In Nocardia infections, the posterior segment is initially normal or only slightly involved. However, a large proportion of patients (75–83%) show nodules on the corneal endothelium or on the iris. The anterior smooth surface of the lens, in the lower periphery of the posterior chamber, is probably an optimal place for Nocardia species to grow . This agrees with our experience. Initially, nodular exudates began to spread on the corneal endothelium and on the surface of the lens and iris and then spread to the anterior chamber. The posterior segment was also normal.
Nocardia species cultivation is complicated. Hudson et al. described a case of PE with similar manifestations as in our patient. Even a diagnostic pars plana vitrectomy and sectoral iridectomy were performed, with the culture results of the aspirated material being negative. Ultimately, enucleation of the eye was performed, and Nocardia asteroides was found . Our approach, including intraocular surgery with sampling for microbiology, and impeccable processing of biological samples, helped us to determine the causative agent early enough to prevent further spreading of the infection and maintain BCVA 0.5.

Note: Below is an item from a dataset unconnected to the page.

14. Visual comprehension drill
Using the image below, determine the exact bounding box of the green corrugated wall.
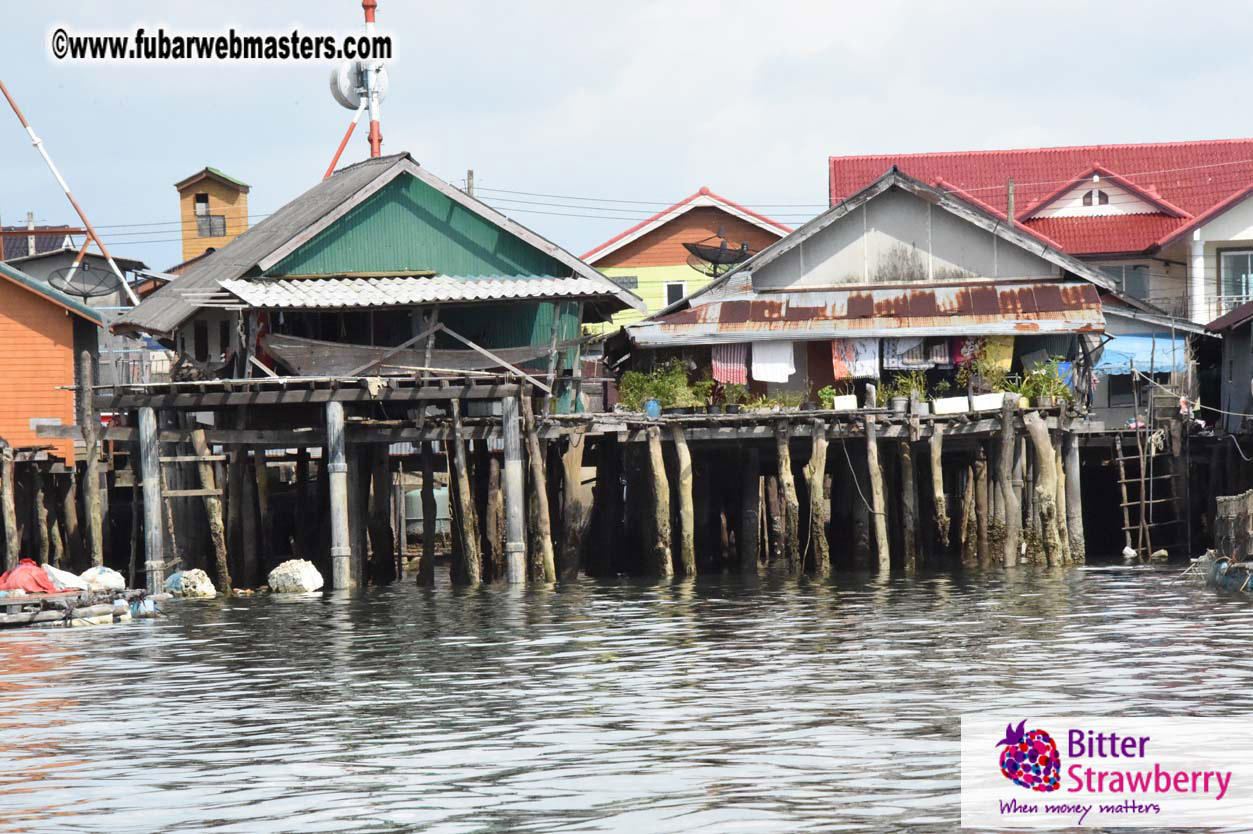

The treatment of PE should always be combined with the intravitreal application of broad-spectrum antibiotics, and intraocular surgery since systemically administered antibiotics alone are considered ineffective . As with other cases described in the literature, our patient’s initial therapy with systemic antibiotics only, and even with antifungal drugs was ineffective. Furthermore, the PE signs accelerated after the effect of systemic and subconjunctival corticosteroids wore off.
After determining the infectious agent causing the PE and following the recommendations of the local Department of Microbiology, targeted long-term antibiotic therapy was able to stop the gradual spread of Nocardia farcinica. The surgical trauma associated with lens phacoemulsification and intraocular lens implantation caused neither early nor late exacerbation of the PE. The aqueous humor sample taken for microbiological examination was negative and confirmed long-term stabilization of the intraocular findings.
The success of the diagnosis and subsequent treatment of PE caused by Nocardia species is always based on interdisciplinary cooperation and collaboration with the Department of Medical Microbiology . Consultations on optimal sample collection and the transport of pathological material, as well as proper testing procedures, are crucial. Accurate, early detection of the infectious agent and administration of maximally effective treatments is crucial for obtaining optimal functional and anatomical results. However, our case demonstrates that even when the course and resolution are not straightforward, the final outcome and visual acuity can be very satisfactory.